Ithaca College student Daniella Hobbs took home the jury award at the Director’s Guild of America Student Film Awards for her documentary film, “The City of Good Neighbors.”  

The senior documentary studies and production major accepted her award at a ceremony on Dec. 15 in New York City. Hobbs’ prize came in the east region of the best African American student filmmaker category.

Daniella Hobbs poses with her DGA award. (Courtesy of DGA photographer Marcie Revens)


Hobbs’ film explores the lives of refugees in Buffalo, N.Y. The city has taken in 14,000 refugees in the past 15 years.
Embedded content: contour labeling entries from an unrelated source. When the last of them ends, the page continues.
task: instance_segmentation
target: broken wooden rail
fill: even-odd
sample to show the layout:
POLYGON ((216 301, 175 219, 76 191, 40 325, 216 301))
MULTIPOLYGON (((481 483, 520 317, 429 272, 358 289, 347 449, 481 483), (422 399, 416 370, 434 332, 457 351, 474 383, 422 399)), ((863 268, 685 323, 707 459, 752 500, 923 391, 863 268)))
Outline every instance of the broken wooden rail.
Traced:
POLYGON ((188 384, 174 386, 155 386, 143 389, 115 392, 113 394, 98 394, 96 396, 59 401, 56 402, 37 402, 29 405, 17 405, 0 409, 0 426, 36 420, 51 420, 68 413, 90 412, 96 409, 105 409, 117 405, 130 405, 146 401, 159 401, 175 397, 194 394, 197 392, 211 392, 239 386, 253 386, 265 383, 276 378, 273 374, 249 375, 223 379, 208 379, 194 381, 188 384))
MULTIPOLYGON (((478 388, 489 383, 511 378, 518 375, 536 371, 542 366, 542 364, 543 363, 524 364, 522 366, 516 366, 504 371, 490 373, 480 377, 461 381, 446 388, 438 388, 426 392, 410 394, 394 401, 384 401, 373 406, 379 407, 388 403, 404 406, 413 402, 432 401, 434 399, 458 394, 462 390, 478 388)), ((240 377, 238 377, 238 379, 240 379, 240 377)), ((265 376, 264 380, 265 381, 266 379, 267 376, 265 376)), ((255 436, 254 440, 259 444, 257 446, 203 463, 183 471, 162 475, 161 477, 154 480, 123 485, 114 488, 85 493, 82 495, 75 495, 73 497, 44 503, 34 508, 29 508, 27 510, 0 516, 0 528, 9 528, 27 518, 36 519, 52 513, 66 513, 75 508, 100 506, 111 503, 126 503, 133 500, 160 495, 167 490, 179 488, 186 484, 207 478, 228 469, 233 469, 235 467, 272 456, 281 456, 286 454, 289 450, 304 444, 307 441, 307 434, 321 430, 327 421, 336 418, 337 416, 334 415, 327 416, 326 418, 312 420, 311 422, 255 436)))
In November 2016, then U.S. Ambassador to the United Nations Samantha Power called Buffalo’s embrace of refugees a model for the country.

Hobbs and her co-producer, alumna Evan Billington, learned about Buffalo’s history with refugees in a news article, and with the issue playing an important role in the 2016 presidential race, decided to focus on it for their thesis.

“We wanted to show the human side behind the refugee crisis and the debate over whether or not we should welcome in refugees,” said Hobbs.

One moment of humanity that Hobbs caught on film was the arrival of a refugee family from Myanmar and their airport reunion with family members they had not seen in 15 years. Hobbs, who filmed the arrival, said the significance of the moment did not hit her until hours later. “It was extremely powerful to be there and be a part of that,” she said.

In the course of filming the documentary, Hobbs and Billington met members of local organizations that help to resettle refugees in Buffalo, and found that support to be crucial to the city’s reputation as “the city of good neighbors.” She says active support from the mayor also helps. Hobbs also learned that the city benefits economically from the influx of people. “They’re not just coming into the community and taking resources, they’re giving back also,” she said.

But not everyone in Buffalo is comfortable with the number of refugees settling there, and Hobbs was sure to explore those points of view as well when she and Billington filmed at a Donald Trump campaign rally. She was initially nervous about going, and even bought a red “Make America Great Again” hat to put on in case people acted hostile towards her. Once she got inside the rally, however, she found the attendees to be open and willing to talk on camera.

Hobbs says the award win was exciting for her and her family. She is grateful for the help she received from her professors, especially Assistant Professor Arturo Sinclair, who helped with color correction on the film and connected her with an instructor who could assist with sound mixing.

“He was super supportive throughout the whole process, and it was a great experience because of him,” said Hobbs.